Hoje Mateus estuda no 8° ano, no Col. Floriano Peixoto, é bem relacionado e diz ter gratidão pelos professores e colegas de aula, que o acolhem com carinho e respeito, mas que para acessar a biblioteca e quadra, também sofre. “Não tenho problema com as pessoas. Elas sempre só querem me ajudar. Até reclamo um pouquinho do excesso de solidariedade, porque as vezes eu sinto vontade de ser independente. Sinto desrespeito mesmo, pela falta de um olhar inclusivo na cidade, em relação ao transito de pessoas como eu, podendo exercer nosso direito de circular e entrar em espaços públicos e do comercio”, ressalta Mateus, ao contar que muitas vezes já ficou preso nas calçadas, tendo que descer da cadeira e esperar que alguém aparecesse para o ajudar, assim como só consegue passar pelas guias rebaixadas das garagens dos carro (até achar uma garagem ele corre risco de ser atropelado pelos carros, “então fico pensando que a cidade é feita para os carros e não para a s pessoas”), e se sente humilhado cada vez que não pode entrar num estabelecimento comercial e comprar o que precisa, como todos fazem.

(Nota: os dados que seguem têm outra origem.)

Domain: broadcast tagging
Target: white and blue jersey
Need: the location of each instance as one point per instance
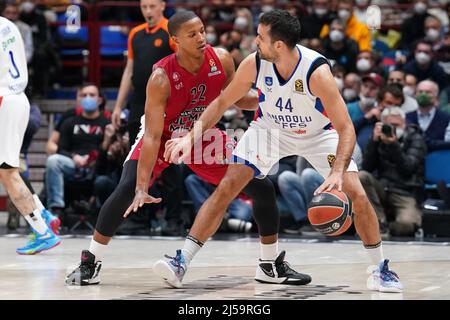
(289, 104)
(13, 62)
(290, 121)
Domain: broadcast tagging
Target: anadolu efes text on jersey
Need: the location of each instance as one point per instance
(289, 104)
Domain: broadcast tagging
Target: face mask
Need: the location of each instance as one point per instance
(336, 35)
(420, 8)
(320, 11)
(349, 94)
(344, 14)
(424, 100)
(27, 6)
(266, 8)
(399, 132)
(211, 38)
(362, 2)
(432, 34)
(89, 104)
(339, 83)
(408, 91)
(363, 65)
(422, 58)
(367, 102)
(240, 23)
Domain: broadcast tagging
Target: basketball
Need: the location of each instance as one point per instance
(330, 212)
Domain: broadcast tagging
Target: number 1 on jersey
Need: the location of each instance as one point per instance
(288, 106)
(16, 73)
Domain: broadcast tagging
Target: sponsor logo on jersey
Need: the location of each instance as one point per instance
(213, 66)
(158, 43)
(175, 76)
(299, 86)
(331, 159)
(214, 73)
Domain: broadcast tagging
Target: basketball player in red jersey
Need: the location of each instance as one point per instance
(181, 87)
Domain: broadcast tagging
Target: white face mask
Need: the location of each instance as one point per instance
(240, 23)
(422, 58)
(27, 6)
(409, 91)
(367, 102)
(349, 94)
(363, 65)
(339, 83)
(432, 34)
(344, 14)
(266, 8)
(320, 11)
(336, 35)
(420, 8)
(211, 38)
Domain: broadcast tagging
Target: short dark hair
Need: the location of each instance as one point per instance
(283, 26)
(178, 19)
(395, 89)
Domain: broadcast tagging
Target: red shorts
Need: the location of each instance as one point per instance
(208, 161)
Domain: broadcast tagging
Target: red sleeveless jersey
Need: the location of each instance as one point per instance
(190, 94)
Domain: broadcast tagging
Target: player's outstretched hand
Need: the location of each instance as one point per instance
(139, 200)
(334, 180)
(177, 150)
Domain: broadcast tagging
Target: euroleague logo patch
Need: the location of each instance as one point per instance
(157, 43)
(331, 159)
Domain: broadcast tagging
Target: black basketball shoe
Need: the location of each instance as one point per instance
(86, 273)
(279, 272)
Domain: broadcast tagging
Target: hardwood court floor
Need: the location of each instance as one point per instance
(223, 270)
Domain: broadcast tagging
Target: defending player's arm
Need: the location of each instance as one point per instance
(158, 90)
(323, 85)
(250, 100)
(238, 88)
(124, 89)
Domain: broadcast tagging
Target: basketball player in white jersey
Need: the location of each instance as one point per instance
(300, 113)
(14, 114)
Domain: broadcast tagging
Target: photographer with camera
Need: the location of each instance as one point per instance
(393, 172)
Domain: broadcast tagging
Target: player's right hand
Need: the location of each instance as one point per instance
(140, 198)
(178, 150)
(115, 117)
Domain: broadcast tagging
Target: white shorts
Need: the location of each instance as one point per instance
(262, 148)
(14, 115)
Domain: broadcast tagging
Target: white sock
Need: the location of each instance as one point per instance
(375, 253)
(190, 248)
(36, 222)
(38, 203)
(97, 249)
(269, 251)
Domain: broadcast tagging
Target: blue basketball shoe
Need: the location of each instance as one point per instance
(52, 221)
(171, 269)
(384, 280)
(38, 243)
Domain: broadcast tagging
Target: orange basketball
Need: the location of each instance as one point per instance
(330, 212)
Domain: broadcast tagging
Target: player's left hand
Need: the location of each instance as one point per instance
(177, 146)
(334, 180)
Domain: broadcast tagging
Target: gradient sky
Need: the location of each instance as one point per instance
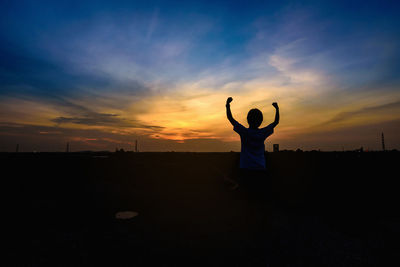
(101, 74)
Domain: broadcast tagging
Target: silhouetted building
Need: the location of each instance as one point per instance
(276, 147)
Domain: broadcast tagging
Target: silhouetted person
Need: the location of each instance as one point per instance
(252, 159)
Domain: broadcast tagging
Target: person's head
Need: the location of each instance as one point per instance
(254, 118)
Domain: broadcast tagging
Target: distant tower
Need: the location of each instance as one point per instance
(276, 147)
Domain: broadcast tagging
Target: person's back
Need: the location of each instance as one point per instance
(252, 138)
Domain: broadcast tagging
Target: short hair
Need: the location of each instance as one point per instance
(254, 118)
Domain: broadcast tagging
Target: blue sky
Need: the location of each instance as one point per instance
(104, 73)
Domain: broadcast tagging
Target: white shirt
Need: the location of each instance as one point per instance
(252, 140)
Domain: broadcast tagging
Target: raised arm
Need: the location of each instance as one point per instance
(228, 110)
(276, 121)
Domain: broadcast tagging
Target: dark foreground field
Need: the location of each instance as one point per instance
(325, 209)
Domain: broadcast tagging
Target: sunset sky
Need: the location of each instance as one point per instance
(103, 74)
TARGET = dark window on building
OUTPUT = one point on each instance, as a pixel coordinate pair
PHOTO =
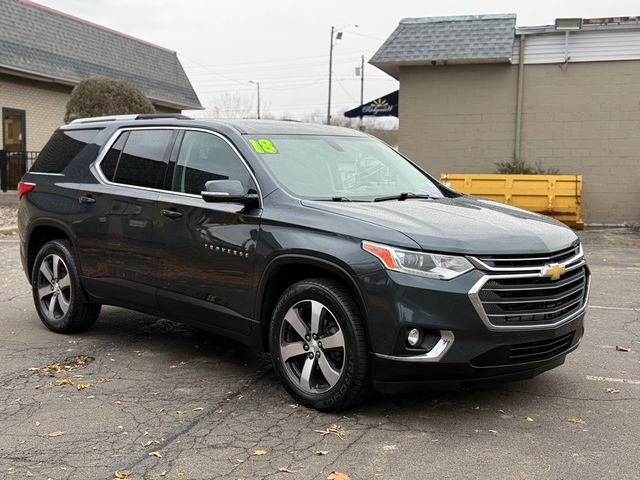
(205, 157)
(143, 160)
(110, 161)
(61, 149)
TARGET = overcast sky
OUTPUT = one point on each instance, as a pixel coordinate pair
(284, 44)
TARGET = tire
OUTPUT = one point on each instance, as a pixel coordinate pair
(320, 376)
(60, 300)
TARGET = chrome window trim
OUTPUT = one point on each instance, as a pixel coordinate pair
(97, 171)
(483, 266)
(477, 303)
(434, 355)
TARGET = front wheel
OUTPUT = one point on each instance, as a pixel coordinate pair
(318, 345)
(57, 293)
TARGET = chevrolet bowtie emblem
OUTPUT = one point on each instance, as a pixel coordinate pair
(553, 271)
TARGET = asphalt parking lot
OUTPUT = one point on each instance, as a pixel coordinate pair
(161, 400)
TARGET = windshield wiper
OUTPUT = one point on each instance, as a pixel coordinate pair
(402, 196)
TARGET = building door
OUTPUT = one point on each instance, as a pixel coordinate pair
(14, 136)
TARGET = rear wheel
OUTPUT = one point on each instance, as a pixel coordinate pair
(318, 345)
(58, 295)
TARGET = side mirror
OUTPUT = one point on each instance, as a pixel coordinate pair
(228, 191)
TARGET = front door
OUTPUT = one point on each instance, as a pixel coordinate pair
(14, 136)
(207, 249)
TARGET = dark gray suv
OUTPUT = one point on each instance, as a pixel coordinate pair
(351, 265)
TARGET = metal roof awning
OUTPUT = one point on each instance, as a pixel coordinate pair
(386, 106)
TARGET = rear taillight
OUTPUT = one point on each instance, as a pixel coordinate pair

Em relação ao esforço próprio para acompanhar a rotina das pessoas que são iguais a ele na capacidade intelectual, mas não na parte física, Mateus diz que precisa ser mais forte. Mas que é movido por uma imensa vontade de buscar o que quer para si. “Eu tenho que ser mais forte não só para lidar com a dificuldade de locomoção, mas em muitas coisas. Para manter meu psicológico equilibrado e não cair em depressão, por exemplo. E também para prever o que pode acontecer comigo e a forma de resolver, nas situações de afronta social, como é o caso da falta de acessibilidade” Conclui.